Merche frunció el ceño y guardó silencio. Conocía a su hermana y sabía que estaba mucho más afectada de lo que pretendía aparentar, pero era mejor dejar la conversación.
Comieron en silencio y después Merche se fue al trabajo. Susana se esforzó en concentrarse y pasó la tarde estudiando aunque pendiente del teléfono, esperando una llamada que no se produjo.
A la mañana siguiente, él ya estaba en la clase cuando llegó. Se acercó rápido hacia ella y se disculpó.
—Siento mucho haberte dado plantón ayer. Espero que no te haya fastidiado los planes el que yo no viniera. ¿Te quedaste en la facultad?
—No, sabía que no ibas a venir.
—¿Cómo lo sabías?
—Le pregunté a una chica de vuestra pandilla a mediodía y me dijo que Raúl y tú os habíais enrollado con unas tías que conocisteis en la bolera —dijo sin poder evitar que la voz le temblara un poco. Fran la miró y vio cómo se mordía los labios.
—No se lo tengas en cuenta... a los tíos nos ponen un rollo fácil por delante y no sabemos decir que no.
—Ya...
—Raúl no es mal tipo... quizás si te conociera mejor... ¿Por qué no sales con nosotros alguna vez?

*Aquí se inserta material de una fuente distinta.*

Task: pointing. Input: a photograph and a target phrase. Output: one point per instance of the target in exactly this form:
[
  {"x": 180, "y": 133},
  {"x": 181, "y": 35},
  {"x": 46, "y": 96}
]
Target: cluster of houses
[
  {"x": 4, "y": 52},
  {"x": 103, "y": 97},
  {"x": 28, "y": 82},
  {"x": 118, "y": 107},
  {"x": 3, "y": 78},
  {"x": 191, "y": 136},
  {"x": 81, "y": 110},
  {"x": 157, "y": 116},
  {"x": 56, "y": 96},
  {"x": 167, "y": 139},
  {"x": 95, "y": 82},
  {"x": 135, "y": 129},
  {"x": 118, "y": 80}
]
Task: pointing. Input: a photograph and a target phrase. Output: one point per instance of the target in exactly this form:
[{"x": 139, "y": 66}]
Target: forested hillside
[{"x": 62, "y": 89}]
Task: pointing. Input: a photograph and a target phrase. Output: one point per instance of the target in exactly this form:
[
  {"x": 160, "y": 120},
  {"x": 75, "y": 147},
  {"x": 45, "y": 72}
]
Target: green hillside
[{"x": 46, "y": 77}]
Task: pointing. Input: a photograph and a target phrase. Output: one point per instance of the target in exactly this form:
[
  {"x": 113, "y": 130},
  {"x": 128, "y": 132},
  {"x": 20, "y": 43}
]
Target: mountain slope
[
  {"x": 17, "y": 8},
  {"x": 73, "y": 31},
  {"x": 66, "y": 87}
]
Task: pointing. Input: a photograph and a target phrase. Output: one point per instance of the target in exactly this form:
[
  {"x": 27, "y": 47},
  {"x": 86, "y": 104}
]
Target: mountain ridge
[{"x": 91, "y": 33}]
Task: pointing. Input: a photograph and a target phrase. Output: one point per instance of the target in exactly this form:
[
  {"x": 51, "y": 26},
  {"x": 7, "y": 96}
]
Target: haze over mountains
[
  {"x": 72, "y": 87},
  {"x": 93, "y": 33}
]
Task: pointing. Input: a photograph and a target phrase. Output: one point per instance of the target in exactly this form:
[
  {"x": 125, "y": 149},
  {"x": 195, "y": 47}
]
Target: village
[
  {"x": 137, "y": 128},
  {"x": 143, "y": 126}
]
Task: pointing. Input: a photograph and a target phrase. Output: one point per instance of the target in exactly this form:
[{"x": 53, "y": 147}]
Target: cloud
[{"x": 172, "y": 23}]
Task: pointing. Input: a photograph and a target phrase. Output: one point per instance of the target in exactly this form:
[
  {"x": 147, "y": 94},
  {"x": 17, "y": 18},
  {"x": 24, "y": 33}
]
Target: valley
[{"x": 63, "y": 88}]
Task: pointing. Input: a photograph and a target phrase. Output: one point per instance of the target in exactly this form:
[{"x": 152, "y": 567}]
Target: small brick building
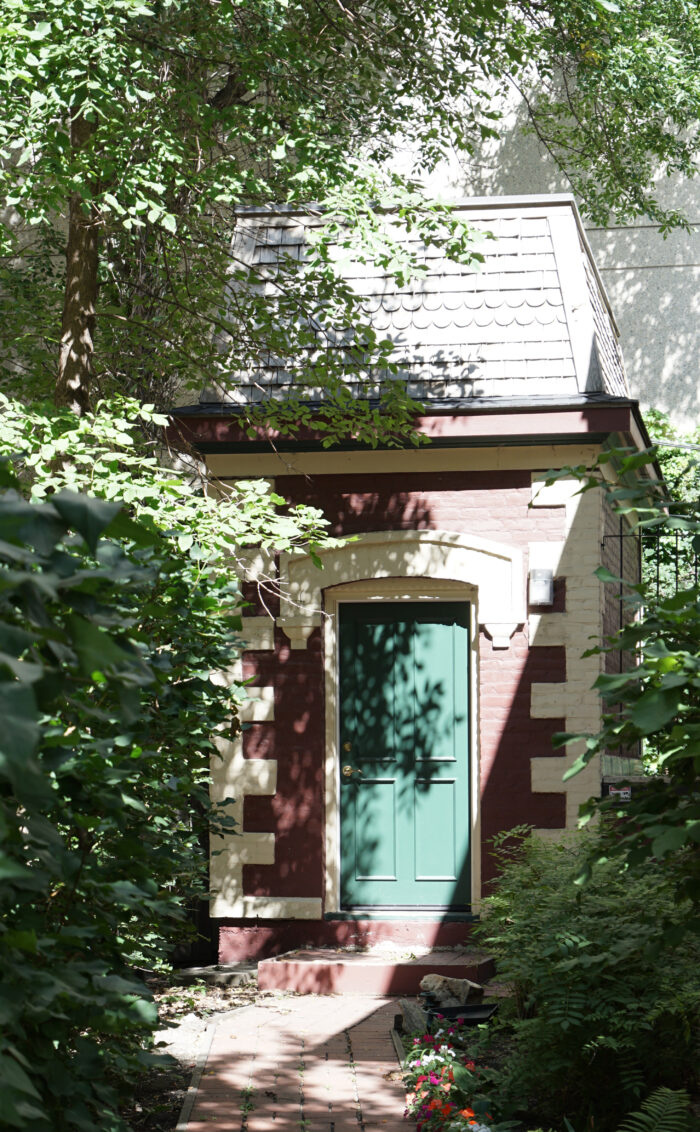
[{"x": 404, "y": 696}]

—Déjalo, Fran, no te esfuerces. Ya estoy acostumbrada a que lo tíos que me gustan se vayan con otras, a veces incluso delante de mis narices. No importa, de verdad. Él no tiene ninguna obligación conmigo, no somos nada. Ni siquiera sabe que me gusta...
—Quizá si yo se lo dijera...
—¡No! —dijo alzando los ojos por primera vez hacia él aquella mañana—. Ni se te ocurra decirle nada; no volveré a hablarte si lo haces.
—Está bien, como quieras. De todas formas me disculpo por lo que a mí se refiere.
—¿Te disculpas conmigo por haberte ido con una tía? ¿Por qué?
—No por eso, sino por dejarte tirada sin siquiera avisarte. Pero cuando me marché era media mañana y pensé que estarías en clase. Me fui a casa a dormir un rato y lo hice tan profundamente que no desperté hasta por la noche. Ya era inútil avisarte.
—No pasa nada. Me fui a casa a almorzar y estuve estudiando. Te pasaré los apuntes.
—Gracias, Susana, eres cojonuda.
Ella se encogió de hombros fingiendo indiferencia.
—De nada. Espero que el polvo haya merecido la pena las clases que te perdiste.
—No estuvo mal.
Se mordió los labios para no preguntarle si iba a volver a verse con aquella chica, pero por fortuna la llegada del profesor puso fin a la charla. Y puso sus cinco sentidos en olvidar la conversación y las imágenes que le venían a la cabeza de Fran en brazos de otra mujer, para atender lo que el catedrático decía.